En trente ans, deux millions d’emplois industriels ont été détruits en France. L’économiste Jacques Sapir estime que les pertes directes et indirectes liées aux délocalisations représenteraient environ 4 % de la population active, soit la moitié du chômage actuel. D’où la nécessité pour Montebourg, conscient de « l’archaïsme du socialisme redistributif et de l’inefficacité du socialisme d’ajustement », d’activer une nouvelle forme de protectionnisme : un protectionnisme « créatif, moderne, dépoussiéré et flambant neuf », « vert et social », « altruiste et solidaire ».

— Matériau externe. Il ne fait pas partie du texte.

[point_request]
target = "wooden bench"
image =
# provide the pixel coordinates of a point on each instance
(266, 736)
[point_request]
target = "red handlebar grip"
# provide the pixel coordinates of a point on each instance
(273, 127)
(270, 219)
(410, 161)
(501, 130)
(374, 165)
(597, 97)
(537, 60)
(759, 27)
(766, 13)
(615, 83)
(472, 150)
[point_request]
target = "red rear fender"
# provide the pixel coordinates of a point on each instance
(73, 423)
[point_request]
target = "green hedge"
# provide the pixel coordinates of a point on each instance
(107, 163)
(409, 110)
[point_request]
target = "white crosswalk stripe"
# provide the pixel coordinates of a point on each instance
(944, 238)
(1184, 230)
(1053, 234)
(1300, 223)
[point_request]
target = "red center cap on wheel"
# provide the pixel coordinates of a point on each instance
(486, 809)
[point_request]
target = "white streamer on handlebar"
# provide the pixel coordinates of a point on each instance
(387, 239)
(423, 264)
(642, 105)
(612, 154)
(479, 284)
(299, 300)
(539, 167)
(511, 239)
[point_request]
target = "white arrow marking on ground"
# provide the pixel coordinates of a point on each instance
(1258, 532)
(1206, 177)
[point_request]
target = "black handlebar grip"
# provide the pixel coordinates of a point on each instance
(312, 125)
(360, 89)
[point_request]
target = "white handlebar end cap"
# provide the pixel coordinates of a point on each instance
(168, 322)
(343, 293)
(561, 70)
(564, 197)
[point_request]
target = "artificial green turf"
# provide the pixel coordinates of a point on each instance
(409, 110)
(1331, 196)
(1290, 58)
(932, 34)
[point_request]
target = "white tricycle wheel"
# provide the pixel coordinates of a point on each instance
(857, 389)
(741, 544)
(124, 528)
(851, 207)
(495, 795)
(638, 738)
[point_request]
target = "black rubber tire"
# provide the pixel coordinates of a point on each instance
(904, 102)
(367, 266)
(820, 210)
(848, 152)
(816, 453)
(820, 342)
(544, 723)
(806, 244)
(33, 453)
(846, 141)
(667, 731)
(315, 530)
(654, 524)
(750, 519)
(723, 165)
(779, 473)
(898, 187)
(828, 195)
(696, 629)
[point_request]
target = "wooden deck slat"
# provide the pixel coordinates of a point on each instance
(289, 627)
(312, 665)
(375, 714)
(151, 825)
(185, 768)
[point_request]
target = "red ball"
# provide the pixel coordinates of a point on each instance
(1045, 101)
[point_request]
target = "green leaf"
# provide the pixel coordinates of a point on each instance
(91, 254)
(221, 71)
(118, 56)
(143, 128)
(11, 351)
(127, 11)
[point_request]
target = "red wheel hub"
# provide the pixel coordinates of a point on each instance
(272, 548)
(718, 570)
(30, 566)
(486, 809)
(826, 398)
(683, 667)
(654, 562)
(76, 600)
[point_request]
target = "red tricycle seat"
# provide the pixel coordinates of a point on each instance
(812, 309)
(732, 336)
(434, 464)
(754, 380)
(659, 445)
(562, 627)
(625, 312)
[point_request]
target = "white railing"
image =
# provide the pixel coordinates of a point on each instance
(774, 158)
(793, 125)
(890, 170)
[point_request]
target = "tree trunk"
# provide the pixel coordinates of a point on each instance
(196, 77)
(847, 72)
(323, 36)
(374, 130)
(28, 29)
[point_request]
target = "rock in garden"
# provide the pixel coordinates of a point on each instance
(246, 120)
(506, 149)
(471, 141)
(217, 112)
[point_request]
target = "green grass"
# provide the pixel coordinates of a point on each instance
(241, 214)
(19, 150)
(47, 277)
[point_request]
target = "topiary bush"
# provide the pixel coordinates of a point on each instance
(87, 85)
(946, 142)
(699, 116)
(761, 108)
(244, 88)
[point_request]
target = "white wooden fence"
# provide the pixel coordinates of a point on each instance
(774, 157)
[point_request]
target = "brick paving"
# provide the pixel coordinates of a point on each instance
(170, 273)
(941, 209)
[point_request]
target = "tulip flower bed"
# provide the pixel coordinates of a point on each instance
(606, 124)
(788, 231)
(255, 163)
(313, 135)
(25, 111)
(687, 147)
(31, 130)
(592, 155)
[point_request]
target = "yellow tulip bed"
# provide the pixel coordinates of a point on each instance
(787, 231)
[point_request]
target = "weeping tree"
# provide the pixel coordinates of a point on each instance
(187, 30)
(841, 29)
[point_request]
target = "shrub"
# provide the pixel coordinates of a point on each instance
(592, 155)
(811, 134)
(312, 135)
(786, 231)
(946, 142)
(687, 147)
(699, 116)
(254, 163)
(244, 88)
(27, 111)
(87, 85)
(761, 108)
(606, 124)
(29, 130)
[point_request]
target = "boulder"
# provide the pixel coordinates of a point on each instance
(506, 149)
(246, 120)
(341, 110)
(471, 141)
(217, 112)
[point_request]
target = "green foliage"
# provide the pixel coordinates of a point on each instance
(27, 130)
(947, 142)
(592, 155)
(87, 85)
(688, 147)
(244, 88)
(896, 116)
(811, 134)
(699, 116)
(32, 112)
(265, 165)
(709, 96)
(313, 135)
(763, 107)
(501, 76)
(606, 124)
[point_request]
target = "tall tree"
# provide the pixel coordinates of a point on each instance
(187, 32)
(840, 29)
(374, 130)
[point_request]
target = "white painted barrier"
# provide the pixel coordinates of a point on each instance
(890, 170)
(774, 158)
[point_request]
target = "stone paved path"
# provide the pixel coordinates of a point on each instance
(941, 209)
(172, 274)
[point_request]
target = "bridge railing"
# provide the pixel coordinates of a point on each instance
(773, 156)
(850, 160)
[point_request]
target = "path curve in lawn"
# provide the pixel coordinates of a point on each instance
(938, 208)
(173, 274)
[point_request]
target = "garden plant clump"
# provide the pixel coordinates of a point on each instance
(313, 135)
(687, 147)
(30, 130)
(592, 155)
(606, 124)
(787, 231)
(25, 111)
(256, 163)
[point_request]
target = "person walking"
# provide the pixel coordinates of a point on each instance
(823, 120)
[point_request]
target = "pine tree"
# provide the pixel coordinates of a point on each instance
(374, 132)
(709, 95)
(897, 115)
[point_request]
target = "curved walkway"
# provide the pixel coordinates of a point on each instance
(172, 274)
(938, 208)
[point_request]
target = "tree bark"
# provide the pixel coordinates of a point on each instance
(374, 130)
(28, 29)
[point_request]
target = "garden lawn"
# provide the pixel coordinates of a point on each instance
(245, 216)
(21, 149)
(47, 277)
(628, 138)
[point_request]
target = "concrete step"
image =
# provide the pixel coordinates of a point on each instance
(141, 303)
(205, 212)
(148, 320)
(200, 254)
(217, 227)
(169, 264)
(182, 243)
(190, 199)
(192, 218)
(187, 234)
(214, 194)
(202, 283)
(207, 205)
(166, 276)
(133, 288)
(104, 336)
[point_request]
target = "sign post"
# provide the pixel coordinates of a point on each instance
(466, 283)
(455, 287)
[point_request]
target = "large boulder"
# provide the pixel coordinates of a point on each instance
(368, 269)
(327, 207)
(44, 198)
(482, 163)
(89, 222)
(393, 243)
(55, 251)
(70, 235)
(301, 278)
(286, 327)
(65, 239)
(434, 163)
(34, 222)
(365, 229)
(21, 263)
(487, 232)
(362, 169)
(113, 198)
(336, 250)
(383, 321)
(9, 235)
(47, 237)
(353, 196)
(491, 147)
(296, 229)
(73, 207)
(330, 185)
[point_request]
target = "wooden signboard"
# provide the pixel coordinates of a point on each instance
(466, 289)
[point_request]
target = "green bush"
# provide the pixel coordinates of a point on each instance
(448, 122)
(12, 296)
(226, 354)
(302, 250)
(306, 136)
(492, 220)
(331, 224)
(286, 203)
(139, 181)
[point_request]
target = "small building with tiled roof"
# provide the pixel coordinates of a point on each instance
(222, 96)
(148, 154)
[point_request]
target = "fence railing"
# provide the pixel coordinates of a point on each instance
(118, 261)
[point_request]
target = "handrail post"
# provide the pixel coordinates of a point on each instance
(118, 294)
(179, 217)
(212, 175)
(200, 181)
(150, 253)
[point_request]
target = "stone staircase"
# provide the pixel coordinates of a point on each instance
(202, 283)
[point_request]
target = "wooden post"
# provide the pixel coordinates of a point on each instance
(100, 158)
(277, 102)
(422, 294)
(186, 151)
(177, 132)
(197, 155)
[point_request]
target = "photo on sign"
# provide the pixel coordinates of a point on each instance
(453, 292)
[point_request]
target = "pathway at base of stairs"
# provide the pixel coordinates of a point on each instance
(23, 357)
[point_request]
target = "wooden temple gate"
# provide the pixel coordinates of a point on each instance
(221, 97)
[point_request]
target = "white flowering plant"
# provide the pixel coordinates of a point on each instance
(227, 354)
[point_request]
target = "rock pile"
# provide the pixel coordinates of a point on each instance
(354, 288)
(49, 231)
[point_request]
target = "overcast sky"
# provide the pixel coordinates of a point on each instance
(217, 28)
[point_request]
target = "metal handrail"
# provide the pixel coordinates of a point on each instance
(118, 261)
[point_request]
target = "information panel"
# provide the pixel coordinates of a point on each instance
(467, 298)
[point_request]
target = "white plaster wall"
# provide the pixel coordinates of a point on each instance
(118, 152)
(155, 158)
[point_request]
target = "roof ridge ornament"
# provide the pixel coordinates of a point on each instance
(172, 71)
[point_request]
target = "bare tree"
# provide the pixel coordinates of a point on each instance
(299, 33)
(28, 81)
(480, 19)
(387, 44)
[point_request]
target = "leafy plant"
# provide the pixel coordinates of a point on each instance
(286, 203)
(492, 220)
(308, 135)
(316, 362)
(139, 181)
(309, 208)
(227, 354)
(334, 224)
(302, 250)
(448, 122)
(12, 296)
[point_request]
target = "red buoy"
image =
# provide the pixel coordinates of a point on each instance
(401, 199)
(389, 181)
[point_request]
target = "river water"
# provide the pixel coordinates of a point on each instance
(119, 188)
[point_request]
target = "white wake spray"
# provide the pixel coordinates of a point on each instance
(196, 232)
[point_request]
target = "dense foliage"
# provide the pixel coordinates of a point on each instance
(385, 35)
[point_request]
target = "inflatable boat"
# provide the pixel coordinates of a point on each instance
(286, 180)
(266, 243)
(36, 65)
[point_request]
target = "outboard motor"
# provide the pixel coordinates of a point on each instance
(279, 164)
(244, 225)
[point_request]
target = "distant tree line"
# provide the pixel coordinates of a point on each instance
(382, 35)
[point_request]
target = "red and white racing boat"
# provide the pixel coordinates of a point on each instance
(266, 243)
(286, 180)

Jacques Sapir milite pour une démondialisation « pensée et ordonnée » et rêve moins d’un « splendide isolement de la France » (ce qui serait la ligne du FN, qui laboure lui aussi les terres de la démondialisation) que d’une « rupture qui rebatte les cartes et mette nos partenaires au pied du mur ».
« Nous aurions enfin la possibilité de remettre la construction européenne sur ses rails et de lui faire emprunter la voie dont elle n’aurait jamais dû s’éloigner, celle du plein-emploi et du progrès social », écrit-il.
Le débat ne fait que s’ouvrir parmi les économistes de gauche, pas tous sur la même longueur d’ondes démondialiste. Pour Pierre Larrouturou, par exemple, c’est moins la mondialisation qui est coupable que l’incapacité de l’Europe à se donner « des règles collectives qui obligeraient les pays à converger vers un plus grand progrès social ». Selon lui, négocier un traité de l’Europe sociale s’impose en priorité avant de fermer les frontières.
Un constat partagé par le collectif des « économistes atterrés » pour lequel il faut d’urgence changer de paradigme économique, réformer la Banque centrale, trouver de nouvelles ressources fiscales, restructurer les dettes publiques, favoriser l’émission d’emprunts européens…
La voie d’une Europe sociale, écologique et solidaire, désirée par tous les économistes de gauche, emprunte encore des chemins dispersés. Avant que le protectionnisme européen ne devienne le « keynésianisme du XXIe siècle », il faut s’attendre encore à des échanges (libres) parmi les économistes.
Quoi qu’il advienne, le protectionnisme ne semble plus être un tabou absolu mais un horizon possible, derrière lequel s’affirme la volonté de neutraliser les effets néfastes du libre-échange et de négocier avec l’Allemagne les conditions d’une Europe plus juste.
Jean-Marie Durand
La Démondialisation de Jacques Sapir (Seuil), 260 pages, 19,50 euros ; Votez pour la démondialisation d’Arnaud Montebourg, préface d’Emmanuel Todd (Flammarion), 88 pages, 2 euros ; 20 ans d’aveuglement par Les économistes atterrés, (Les liens qui libèrent), 174 pages, 8,50 euros ; Pour éviter le krach ultime de Pierre Larrouturou, préface de Stéphane Hessel (Nova éditions), 254 pages, 15 euros.